Uno vuelve siempre…

Autor: Lucila González de Chaves
20 enero de 2020 - 12:08 AM

La maestra Lucila González de Chaves entrega en esta crónica una historia de su vida.

Medellín

“Uno vuelve siempre

a los viejos sitios

donde amó la vida;

y, entonces, comprende

cómo están de ausentes

las cosas queridas”.

(Canta: Mercedes Sosa)

 

 

“Anoche, estando solo y ya medio dormido,

Mis sueños de otras épocas se me han aparecido”.

Midnight dreams. (Poema de José Asunción Silva)

 

En esta remembranza, me detengo en lugares y caminos que transitaron mis pasos de niña, en donde el alma fue clavando los hitos para fijar nombres, fechas, acontecimientos…

A la finca Campoalegre, en la vereda del mismo nombre, y a veinte minutos del centro urbano de Titiribí, llegué de Medellín, a mis tres años de edad, de la mano de mi madre viuda. Ella trabajaba como maestra en Medellín, en donde conoció a mi padre, un empleado del Ferrocarril de Antioquia, muerto cuatro años después, en un accidente ferroviario.

Ya sola, mi madre se refugió, con su única niña, en los brazos de mi abuelo, su padre: Braulio Lorenzo Restrepo, quien nos dio abrigo amoroso y soporte económico. Pero, mi madre volvió a Medellín a trabajar de nuevo, como maestra, para colaborarle al abuelo en la educación de la pequeña huérfana; y, ¡qué poco tiempo duró esa ayuda!, solo pasaron tres años y murió mi madre. Mis dos tíos me llevaron de Titiribí a Medellín para el entierro….

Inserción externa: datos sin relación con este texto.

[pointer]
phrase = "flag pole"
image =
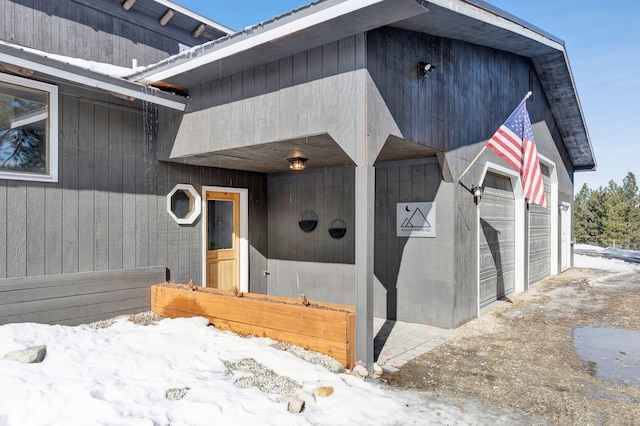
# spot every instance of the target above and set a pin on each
(527, 96)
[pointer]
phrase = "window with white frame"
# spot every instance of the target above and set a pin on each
(28, 129)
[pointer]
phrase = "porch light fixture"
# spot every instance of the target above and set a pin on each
(424, 68)
(297, 163)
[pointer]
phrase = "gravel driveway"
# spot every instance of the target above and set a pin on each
(520, 359)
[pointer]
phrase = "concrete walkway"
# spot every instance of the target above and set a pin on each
(396, 342)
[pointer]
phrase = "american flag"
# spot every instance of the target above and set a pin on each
(514, 143)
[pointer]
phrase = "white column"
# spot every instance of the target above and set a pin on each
(364, 219)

Mi casa, la del abuelo, era cómoda y atrayente: llena de flores, pájaros, árboles frutales, vacas, caballos, perros, muchas mariposas…, muchos cafetales y “mangas” y “yerbales”, y unas noches llenas de estrellas…, además, una luna, que “caminaba” con mis primos y yo, cuando después del rezo del Rosario y de tomar la “merienda”, echábamos a correr hacia la pesebrera, tratando de ganarle la carrera a la luna.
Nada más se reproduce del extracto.